Pleasant Ridge Preschool-1.jpg (copy)

Teacher Brittany Mellum Schoen works with pre-schoolers in her classroom at Pleasant Ridge Elementary, in Charlestown. FILE PHOTO

CLARK COUNTY ­– An overhaul and expansion in the preschool program at Greater Clark County Schools comes at a price.

Parents will see tuition increase by 3,500 percent.

The changes to the preschool program as well as an expansion in the related arts programming and changes on who can teach those classes were discussed at Tuesday night’s school board meeting.


With the current preschool program, parents who don’t qualify for reduced rates pay $150 per school year for the part-time preschool program, taught by certified teachers.

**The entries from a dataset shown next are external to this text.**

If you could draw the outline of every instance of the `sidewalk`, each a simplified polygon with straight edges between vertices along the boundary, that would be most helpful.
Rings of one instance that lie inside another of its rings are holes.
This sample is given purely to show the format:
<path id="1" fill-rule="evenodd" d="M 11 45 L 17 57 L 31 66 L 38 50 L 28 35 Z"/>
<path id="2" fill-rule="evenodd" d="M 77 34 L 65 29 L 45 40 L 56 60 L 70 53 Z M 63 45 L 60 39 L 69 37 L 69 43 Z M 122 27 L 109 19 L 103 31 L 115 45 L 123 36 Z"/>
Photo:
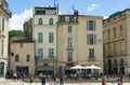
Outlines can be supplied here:
<path id="1" fill-rule="evenodd" d="M 22 81 L 5 80 L 0 77 L 0 85 L 41 85 L 41 83 L 25 83 Z M 49 82 L 47 82 L 46 85 L 50 85 Z M 67 82 L 64 85 L 101 85 L 101 82 Z M 117 83 L 107 83 L 107 85 L 117 85 Z M 130 83 L 123 83 L 123 85 L 130 85 Z"/>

The program is changing to full-day, but doesn’t guarantee students having a certified teacher, according to Brooke Lannan, director of special populations for GCCS. She said transportation will be provided and that students will ride the bus with the rest of the elementary students to and from school daily. However, the cost will be $150 per week, which is $5,400 per year, Lannan said.

The school board voted 7-0 in favor of the change during the board meeting Tuesday night.

Lannan said this change will allow for the district to serve 60 additional students each year. She said the cost is the same as neighboring New Albany-Floyd County Consolidated School Corp., which already offers a full-day preschool program.

“Research shows us that high-quality, early childhood programs prepare children for future success in school,” Lannan told the board, adding that they have better test scores and increased enrollment in advanced courses.

The current program includes special education and general education students in the same classrooms, taught by a certified teacher. The new program will have four specific schools that will still teach special education students and general education students together. Those classes will be taught by certified teachers. The rest of the six schools’ programs will be taught by child development associates, who have received their CDA certification, Lannan said.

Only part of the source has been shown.